Both endogenous and exogenous IL-6 and exogenous OM up-regulated cell growth and enhanced resistance of PC-3 tumor cells to both etoposide and cisplatin. The influence of IL-6 is controlled by treating PC-3 tumor cells with anti-IL-6 neutralizing antibody and, more efficiently, by a mutated IL-6, Sant7. Sant7 has a high affinity binding to the IL-6 receptor-alpha (IL-6Ralpha) subunit, but does not bind to the signaling subunit gp130; therefore, it behaves as a receptor antagonist.
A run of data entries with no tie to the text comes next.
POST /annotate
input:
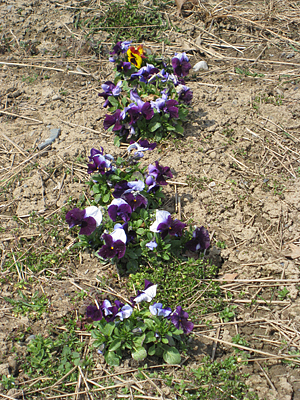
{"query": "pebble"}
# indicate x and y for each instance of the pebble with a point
(200, 65)
(54, 134)
(4, 369)
(30, 338)
(290, 55)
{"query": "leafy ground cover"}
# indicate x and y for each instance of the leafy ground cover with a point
(234, 171)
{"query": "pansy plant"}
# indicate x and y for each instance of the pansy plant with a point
(146, 330)
(148, 97)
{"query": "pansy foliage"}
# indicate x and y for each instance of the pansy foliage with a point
(126, 224)
(143, 330)
(148, 97)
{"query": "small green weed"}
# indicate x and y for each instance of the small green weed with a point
(218, 380)
(246, 72)
(8, 382)
(125, 21)
(186, 287)
(228, 313)
(282, 294)
(36, 303)
(54, 357)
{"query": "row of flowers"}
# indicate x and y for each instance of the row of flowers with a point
(148, 97)
(142, 331)
(117, 225)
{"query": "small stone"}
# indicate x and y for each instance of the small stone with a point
(14, 393)
(54, 133)
(290, 55)
(4, 369)
(13, 365)
(46, 143)
(200, 65)
(279, 91)
(29, 339)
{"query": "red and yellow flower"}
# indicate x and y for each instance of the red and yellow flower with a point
(135, 56)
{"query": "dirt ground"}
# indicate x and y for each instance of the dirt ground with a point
(238, 162)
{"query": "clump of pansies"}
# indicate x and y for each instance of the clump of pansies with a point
(126, 224)
(143, 330)
(148, 97)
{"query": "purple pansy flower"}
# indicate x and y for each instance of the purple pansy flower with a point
(159, 173)
(110, 90)
(115, 244)
(145, 73)
(164, 224)
(124, 187)
(120, 47)
(184, 93)
(147, 294)
(120, 188)
(139, 108)
(200, 240)
(115, 119)
(100, 162)
(166, 106)
(180, 64)
(180, 319)
(142, 145)
(106, 308)
(130, 234)
(151, 245)
(124, 66)
(125, 312)
(157, 309)
(135, 201)
(88, 219)
(110, 311)
(119, 208)
(94, 313)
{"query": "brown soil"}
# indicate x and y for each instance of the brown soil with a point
(239, 155)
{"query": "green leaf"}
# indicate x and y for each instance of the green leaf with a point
(172, 356)
(113, 101)
(139, 354)
(115, 344)
(179, 129)
(106, 198)
(117, 141)
(107, 330)
(151, 350)
(150, 337)
(112, 358)
(154, 127)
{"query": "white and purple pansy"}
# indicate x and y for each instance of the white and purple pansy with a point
(119, 208)
(157, 309)
(88, 219)
(164, 224)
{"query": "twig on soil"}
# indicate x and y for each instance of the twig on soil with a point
(21, 116)
(250, 349)
(83, 127)
(153, 384)
(215, 344)
(90, 396)
(43, 67)
(267, 377)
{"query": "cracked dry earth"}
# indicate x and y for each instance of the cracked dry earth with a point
(238, 163)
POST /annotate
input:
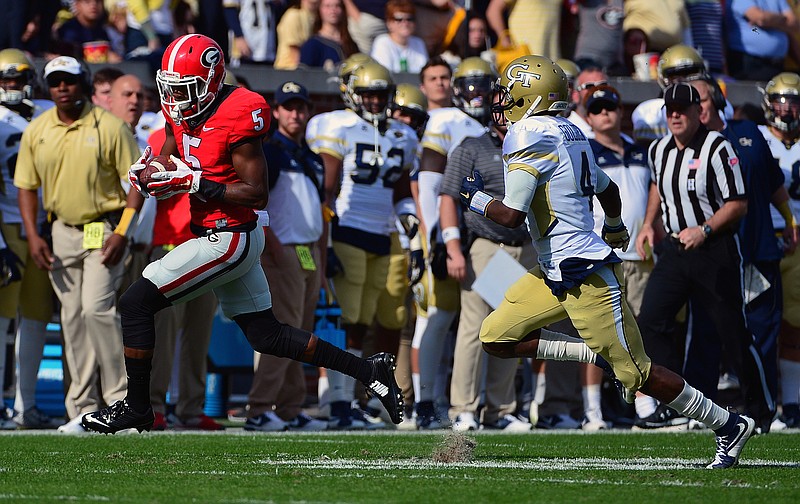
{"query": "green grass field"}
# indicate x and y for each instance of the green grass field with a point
(240, 467)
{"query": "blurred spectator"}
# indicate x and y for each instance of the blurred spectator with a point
(365, 21)
(254, 29)
(599, 40)
(62, 149)
(292, 261)
(547, 13)
(652, 26)
(399, 50)
(101, 85)
(476, 42)
(758, 39)
(706, 23)
(294, 28)
(84, 36)
(331, 42)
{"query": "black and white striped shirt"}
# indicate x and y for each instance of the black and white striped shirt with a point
(696, 181)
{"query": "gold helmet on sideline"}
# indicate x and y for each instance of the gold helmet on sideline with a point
(346, 69)
(472, 87)
(680, 63)
(531, 85)
(781, 102)
(15, 64)
(371, 77)
(410, 101)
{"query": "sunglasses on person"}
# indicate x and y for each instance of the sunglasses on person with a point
(55, 80)
(599, 107)
(590, 85)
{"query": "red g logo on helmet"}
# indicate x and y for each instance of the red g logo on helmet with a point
(191, 75)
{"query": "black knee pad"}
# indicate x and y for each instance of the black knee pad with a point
(137, 307)
(267, 335)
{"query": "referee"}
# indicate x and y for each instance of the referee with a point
(698, 189)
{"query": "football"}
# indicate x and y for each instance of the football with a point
(156, 164)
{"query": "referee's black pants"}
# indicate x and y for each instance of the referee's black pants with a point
(710, 276)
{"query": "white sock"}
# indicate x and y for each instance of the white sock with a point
(591, 402)
(349, 381)
(692, 403)
(790, 381)
(539, 385)
(431, 346)
(560, 346)
(5, 323)
(29, 347)
(336, 387)
(645, 405)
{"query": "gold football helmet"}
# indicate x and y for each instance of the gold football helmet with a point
(781, 102)
(530, 85)
(371, 77)
(680, 63)
(409, 100)
(15, 64)
(345, 71)
(472, 87)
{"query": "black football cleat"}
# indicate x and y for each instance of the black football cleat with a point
(119, 416)
(384, 386)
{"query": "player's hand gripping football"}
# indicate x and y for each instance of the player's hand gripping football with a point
(137, 167)
(169, 183)
(472, 195)
(616, 236)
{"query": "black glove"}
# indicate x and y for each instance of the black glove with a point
(410, 224)
(334, 265)
(9, 267)
(416, 267)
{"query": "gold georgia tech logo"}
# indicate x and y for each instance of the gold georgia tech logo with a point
(518, 72)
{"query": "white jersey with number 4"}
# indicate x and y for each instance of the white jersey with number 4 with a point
(789, 160)
(552, 175)
(371, 164)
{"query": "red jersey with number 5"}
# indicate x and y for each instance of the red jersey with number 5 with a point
(238, 116)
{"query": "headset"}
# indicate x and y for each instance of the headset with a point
(717, 96)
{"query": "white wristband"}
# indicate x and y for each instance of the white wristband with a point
(479, 202)
(451, 233)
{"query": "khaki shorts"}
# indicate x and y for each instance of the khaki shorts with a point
(597, 309)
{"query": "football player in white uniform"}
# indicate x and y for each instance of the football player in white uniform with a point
(31, 297)
(781, 106)
(551, 178)
(437, 295)
(367, 158)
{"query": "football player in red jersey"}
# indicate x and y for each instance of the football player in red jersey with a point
(214, 134)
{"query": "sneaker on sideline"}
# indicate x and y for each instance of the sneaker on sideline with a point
(560, 421)
(34, 418)
(6, 423)
(199, 422)
(119, 416)
(74, 426)
(464, 422)
(383, 385)
(303, 422)
(509, 423)
(729, 447)
(266, 422)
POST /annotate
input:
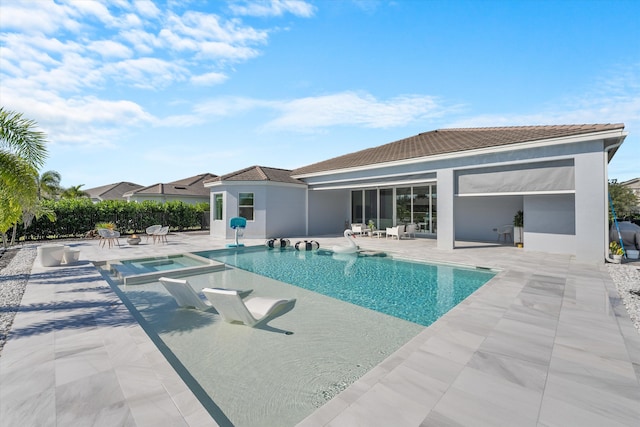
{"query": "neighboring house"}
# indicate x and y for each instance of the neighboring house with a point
(272, 202)
(634, 185)
(112, 191)
(188, 190)
(456, 184)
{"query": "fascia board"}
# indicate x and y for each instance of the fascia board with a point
(573, 139)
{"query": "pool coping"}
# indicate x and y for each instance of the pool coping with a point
(461, 368)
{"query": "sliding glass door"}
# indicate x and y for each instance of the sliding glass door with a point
(387, 207)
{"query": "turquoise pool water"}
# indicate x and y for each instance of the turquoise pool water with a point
(417, 292)
(351, 313)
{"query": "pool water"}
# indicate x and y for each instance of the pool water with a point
(350, 314)
(141, 270)
(417, 292)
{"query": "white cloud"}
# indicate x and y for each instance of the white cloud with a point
(36, 16)
(146, 73)
(110, 49)
(355, 109)
(147, 8)
(209, 79)
(273, 8)
(80, 121)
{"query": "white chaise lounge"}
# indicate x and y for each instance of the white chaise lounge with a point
(184, 294)
(233, 309)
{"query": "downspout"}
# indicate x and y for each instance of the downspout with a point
(606, 199)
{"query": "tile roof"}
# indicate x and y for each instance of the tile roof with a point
(444, 141)
(192, 186)
(112, 191)
(258, 173)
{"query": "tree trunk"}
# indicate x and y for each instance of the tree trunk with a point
(13, 235)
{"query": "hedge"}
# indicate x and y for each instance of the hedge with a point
(76, 217)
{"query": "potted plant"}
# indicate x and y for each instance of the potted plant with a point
(518, 224)
(616, 252)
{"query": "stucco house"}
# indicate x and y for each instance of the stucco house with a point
(112, 191)
(188, 190)
(273, 202)
(456, 184)
(634, 185)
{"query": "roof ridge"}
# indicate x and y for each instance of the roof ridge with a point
(493, 128)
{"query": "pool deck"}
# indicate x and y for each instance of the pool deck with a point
(547, 342)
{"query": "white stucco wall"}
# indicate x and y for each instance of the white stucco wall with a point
(285, 211)
(549, 223)
(279, 210)
(591, 208)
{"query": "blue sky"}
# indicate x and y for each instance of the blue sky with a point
(153, 92)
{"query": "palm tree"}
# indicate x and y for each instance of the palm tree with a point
(22, 151)
(74, 192)
(49, 185)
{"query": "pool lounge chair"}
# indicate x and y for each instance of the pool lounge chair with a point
(109, 237)
(233, 309)
(184, 294)
(150, 231)
(160, 236)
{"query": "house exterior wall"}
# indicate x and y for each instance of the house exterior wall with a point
(591, 205)
(328, 211)
(477, 217)
(285, 211)
(279, 211)
(557, 220)
(549, 223)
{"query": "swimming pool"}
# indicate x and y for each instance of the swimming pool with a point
(417, 292)
(140, 270)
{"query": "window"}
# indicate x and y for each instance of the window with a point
(245, 206)
(217, 202)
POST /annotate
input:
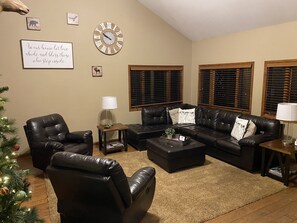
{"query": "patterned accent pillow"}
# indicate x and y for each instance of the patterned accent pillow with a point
(239, 128)
(186, 116)
(251, 129)
(174, 113)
Both IL-6- and OM-mediated effects are inhibited by the treatment of PC-3 with an antisense oligodeoxynucleotide against gp130, the protein kinase inhibitor genistein (GNS), or the monoterpene perillic acid (PA), a posttranslational inhibitor of p21ras isoprenylation.

CONCLUSIONS

These results demonstrate the protective roles in drug sensitivity of IL-6 and OM through signaling of the common chain gp130 and, most likely, a downstream ras-dependent pathway in PC-3 tumor cells. These findings suggest the potential clinical application of anticytokine therapy or interference with gp130 signaling in the treatment of drug resistant prostate carcinoma.

摘要

背景

与晚期、激素非依赖性前列腺癌相关的耐药机制尚不清楚。源自转移性肿瘤且缺乏雄激素受体的人前列腺癌PC-3细胞系是研究耐药性的有用模型。

方法

研究了抑瘤素M(OM)、抗白细胞介素-6(IL-6)治疗或干扰gp130介导的信号传导对依托泊苷或顺铂介导的细胞毒性的影响。

结果

内源性和外源性IL-6以及外源性OM均上调细胞生长并增强PC-3肿瘤细胞对依托泊苷和顺铂的耐药性。用抗IL-6中和抗体处理PC-3肿瘤细胞可控制IL-6的影响,更有效的是用突变的IL-6即Sant7。Sant7与IL-6受体α(IL-6Rα)亚基具有高亲和力结合,但不与信号亚基gp130结合;因此,它表现为受体拮抗剂。用针对gp130的反义寡脱氧核苷酸、蛋白激酶抑制剂染料木黄酮(GNS)或单萜紫苏酸(PA,一种p21ras异戊烯化的翻译后抑制剂)处理PC-3可抑制IL-6和OM介导的作用。

结论

这些结果证明了IL-6和OM通过共同链gp130的信号传导以及很可能通过PC-3肿瘤细胞中一条下游ras依赖性途径对药物敏感性的保护作用。这些发现提示了抗细胞因子疗法或干扰gp130信号传导在耐药性前列腺癌治疗中的潜在临床应用。